Discovery of circulating miRNAs as biomarkers of chronic Chagas heart disease via a small RNA-Seq approach

VILLAR, SILVINA R.; HERREROS-CABELLO, ALFONSO; CALLEJAS-HERNÁNDEZ, FRANCISCO; MAZA, MARÍA C.; DEL MORAL-SALMORAL, JAVIER; GÓMEZ-MONTES, MARIO; RODRÍGUEZ-ANGULO, HÉCTOR O.; CARRILLO, IRENE; GÓRGOLAS, MIGUEL; BOSCH-NICOLAU, PAU; MOLINA, ISRAEL; PÉREZ-MOLINA, JOSÉ A.; MONGE-MAILLO, BEGOÑA; BOTTASSO, OSCAR A.; BELOSCAR, JUAN; PÉREZ, ANA R.; FRESNO, MANUEL; GIRONÈS, NÚRIA

Scientific Reports

Nature Portfolio

Lugar: Londres; Año: 2024 vol. 14 p. 1 - 12

Chagas disease affects approximately 7 million people worldwide in Latin America and is a neglected tropical disease. Twenty to thirty percent of chronically infected patients develop chronic Chagas cardiomyopathy decades after acute infection. Identifying biomarkers of Chagas disease progression is necessary to develop better therapeutic and preventive strategies. Circulating microRNAs are increasingly reliable biomarkers of disease and therapeutic targets. To identify new circulating microRNAs for Chagas disease, we performed exploratory small RNA sequencing from the plasma of patients and performed de novo miRNA prediction, identifying potential new microRNAs. The levels of the new microRNAs temporarily named miR-Contig-1519 and miR-Contig-3244 and microRNAs that are biomarkers for nonchagasic cardiomyopathies, such as miR-148a-3p and miR-224-5p, were validated by quantitative reverse transcription.

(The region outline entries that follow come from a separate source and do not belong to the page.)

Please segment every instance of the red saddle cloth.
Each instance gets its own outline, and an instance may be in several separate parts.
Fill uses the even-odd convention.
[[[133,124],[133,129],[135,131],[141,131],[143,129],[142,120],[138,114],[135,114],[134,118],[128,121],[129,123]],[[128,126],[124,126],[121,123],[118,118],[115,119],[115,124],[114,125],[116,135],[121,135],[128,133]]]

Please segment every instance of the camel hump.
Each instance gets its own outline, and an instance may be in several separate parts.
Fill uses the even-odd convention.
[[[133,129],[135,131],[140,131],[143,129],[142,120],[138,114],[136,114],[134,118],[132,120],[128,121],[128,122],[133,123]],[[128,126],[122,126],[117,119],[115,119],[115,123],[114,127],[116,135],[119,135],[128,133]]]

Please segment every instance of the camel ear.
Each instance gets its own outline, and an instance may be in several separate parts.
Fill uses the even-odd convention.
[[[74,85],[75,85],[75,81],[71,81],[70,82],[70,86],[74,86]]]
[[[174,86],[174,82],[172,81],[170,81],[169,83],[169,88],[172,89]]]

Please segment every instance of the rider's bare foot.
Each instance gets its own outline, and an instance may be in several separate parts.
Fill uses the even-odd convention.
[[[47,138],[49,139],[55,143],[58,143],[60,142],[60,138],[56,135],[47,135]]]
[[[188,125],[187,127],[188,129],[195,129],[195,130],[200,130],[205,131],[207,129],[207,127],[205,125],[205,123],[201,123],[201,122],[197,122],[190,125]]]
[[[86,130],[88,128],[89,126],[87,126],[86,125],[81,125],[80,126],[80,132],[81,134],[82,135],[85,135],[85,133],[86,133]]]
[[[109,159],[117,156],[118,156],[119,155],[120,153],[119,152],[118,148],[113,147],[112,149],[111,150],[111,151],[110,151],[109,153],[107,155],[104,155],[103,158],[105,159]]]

We found a specific circulating microRNA signature defined by low miR-Contig-3244, miR-Contig-1519, and miR-148a-3 levels but high miR-224-5p levels for patients with chronic Chagas disease. Finally, we predicted in silico that these altered circulating microRNAs could affect the expression of target genes involved in different cellular pathways and biological processes, which we will explore in the future.